In other news today:
· The Wall Street Journal documents the ongoing challenges of aid delivery in Haiti this morning. “Trucks conked out. Communication with the U.S. military broke down. Traffic snarled the streets. Hungry crowds made handing out food unsafe”—these are all problems that the paper’s Christopher Rhoads reports on while traveling with US soldiers charged with food distribution. Also, the New York Times reports that Port-au-Prince continues to feel aftershocks, over two weeks after the initial 7.0 quake devastated the city. The paper also looks at how the historic tensions between Haiti and the DR have eased amidst the tragedy of the past weeks. “Our relations with Haiti will never be the same,” Pastor Vásquez, a senior diplomat at the Dominican Embassy in Haiti, tells the Times. The Dominican Republic has waived visa restrictions for Haitians seeking emergency medical care, authorized nearly 300 flights carrying aid and donated $11 million. And with opinions on Haiti this morning, Paul Collier and Jean-Louis Warnholz write again, saying that recovery efforts must now turn toward the question of creating jobs in Haiti. They argue private business will be essential for this and call on private investors to work with one another. The two cite George Soros who recently committed $25 million for “smart investments that catalyze Haiti’s competitive advantages.” And the Washington Post argues that the U.S. should “allow Haitians with relatives in the United States to join their families here as quickly as practicable,” rather than freezing the issuance of new visas.
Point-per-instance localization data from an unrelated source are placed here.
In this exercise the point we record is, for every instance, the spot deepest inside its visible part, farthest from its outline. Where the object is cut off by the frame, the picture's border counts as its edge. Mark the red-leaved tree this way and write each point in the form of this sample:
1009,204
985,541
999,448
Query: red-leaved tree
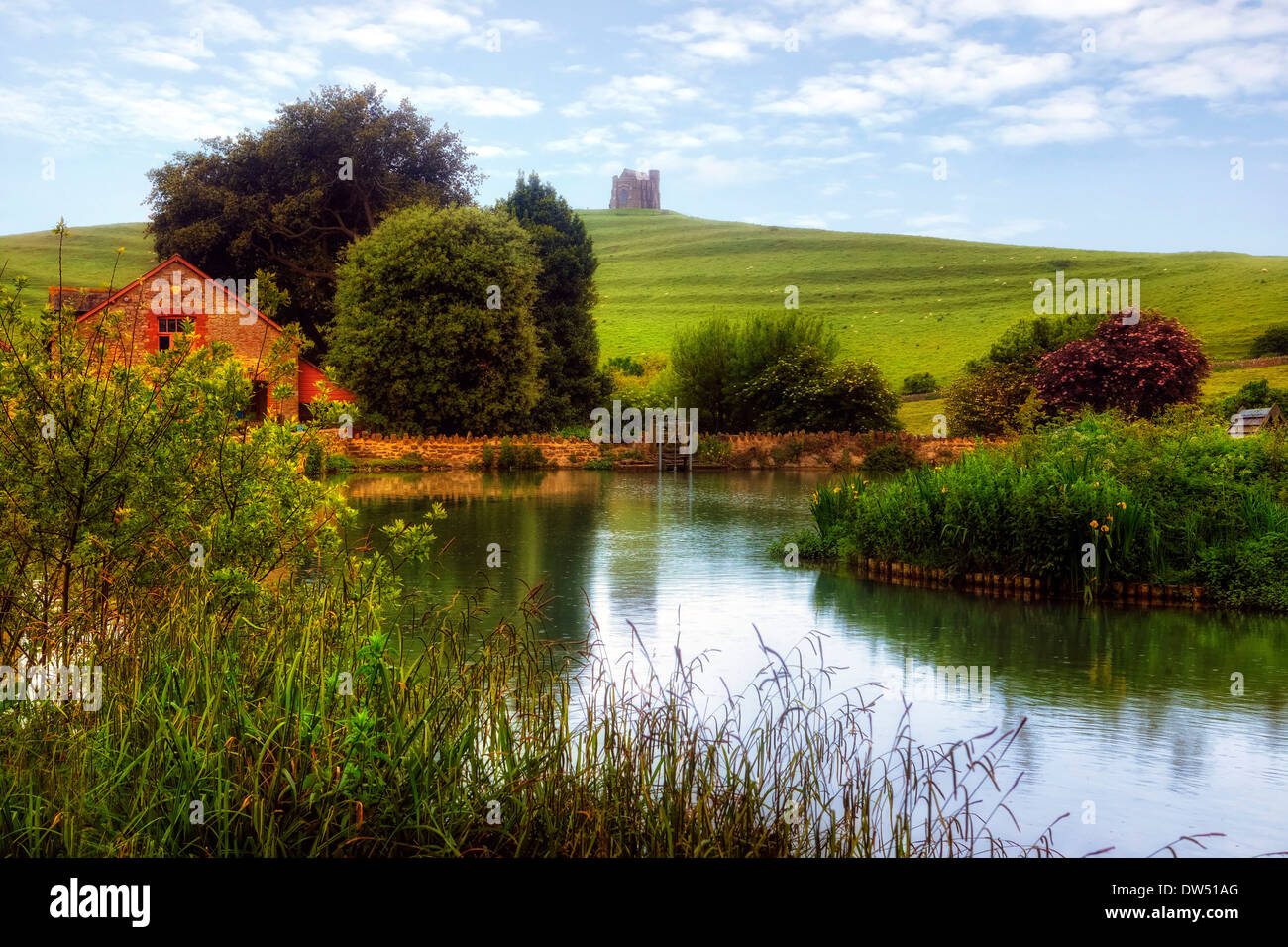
1138,368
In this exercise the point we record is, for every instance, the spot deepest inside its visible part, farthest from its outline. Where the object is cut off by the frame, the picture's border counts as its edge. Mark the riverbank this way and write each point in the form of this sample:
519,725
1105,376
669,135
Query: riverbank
743,451
1098,508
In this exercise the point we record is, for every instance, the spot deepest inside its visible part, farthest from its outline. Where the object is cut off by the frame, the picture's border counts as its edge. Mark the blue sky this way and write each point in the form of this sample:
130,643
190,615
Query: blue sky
1106,124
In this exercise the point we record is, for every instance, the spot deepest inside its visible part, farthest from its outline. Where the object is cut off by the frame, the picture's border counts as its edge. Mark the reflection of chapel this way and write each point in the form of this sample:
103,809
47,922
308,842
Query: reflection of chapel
636,189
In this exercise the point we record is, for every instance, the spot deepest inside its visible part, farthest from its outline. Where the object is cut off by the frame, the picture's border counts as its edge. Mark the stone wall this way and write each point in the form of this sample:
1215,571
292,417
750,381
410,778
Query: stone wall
454,453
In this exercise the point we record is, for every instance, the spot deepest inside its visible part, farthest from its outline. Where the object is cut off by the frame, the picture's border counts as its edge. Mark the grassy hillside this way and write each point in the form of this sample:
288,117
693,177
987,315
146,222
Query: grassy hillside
89,254
910,303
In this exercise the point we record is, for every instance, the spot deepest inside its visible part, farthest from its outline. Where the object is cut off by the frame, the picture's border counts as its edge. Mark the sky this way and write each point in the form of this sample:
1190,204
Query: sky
1149,125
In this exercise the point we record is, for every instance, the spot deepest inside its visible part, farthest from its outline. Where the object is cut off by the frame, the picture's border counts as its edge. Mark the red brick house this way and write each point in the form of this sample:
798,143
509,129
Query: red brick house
158,303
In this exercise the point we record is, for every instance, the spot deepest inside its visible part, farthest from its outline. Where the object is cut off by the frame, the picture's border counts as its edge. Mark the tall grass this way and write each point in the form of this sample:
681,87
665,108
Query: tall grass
1096,500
· The AP says that Cuba is seeking an accord with the US on human trafficking. The issue will likely be discussed in the next round of migration talks, scheduled for next month. The tentative date for the meeting is Feb. 19 in Havana but the US has not yet responded on whether or not the talks will actually occur, reports the news service.
· From Nicaragua, an appellate court has reopened three old corruption cases against former President Arnoldo Aleman. The cases involve the sale of a government company, as well as purchases of cattle and a government plane, the AP writes. Aleman said recently that he wants to challenge Daniel Ortega in 2011 elections. Also, from AQ, news that Carlos Fernando Chamorro, famous Nicaraguan journalist and critic of the president, said this week he is leaving his job at Telenica Channel 8 after the sale of the station to relatives of President Ortega.
· Also from AQ, a piece examining the construction of a potential alliance between the PRD and the PAN ahead of 2012 elections in Mexico.
· At NACLA, an interesting piece from Roger Burbach of the Center for Study of the Americas, examining growing tensions between the government of Rafael Correa in Ecuador and the country’s social movements who oppose the president’s development agenda and governing style.
· News from the on-going dirty war investigations in the Southern Cone this week include the identification of 11 individuals--among the last to see Chilean President Salvador Allenda before the bombing of La Moneda in 1973—by forensic scientists. Also, Brazil recently extradited Uruguayan colonel Manuel Cordero to Argentina where he will stand trial for Operation Condor-related crimes. Cordero—an Uruguayan intelligence agent at the time—has been wanted for his involvement in the disappearance of an Argentine citizen.
· From Amnesty International, a set of recommendations for the new government of Pepe Lobo in Honduras (full report here), regarding what should be done to investigate rights abuses carried out by the coup regime. AI writes:
“The 13 recommendations include issues relating to investigations into the human rights abuses committed by security forces, rejecting amnesty laws for those responsible for the crimes, training judges on international human rights legislation and setting up an effective witness protection programme.”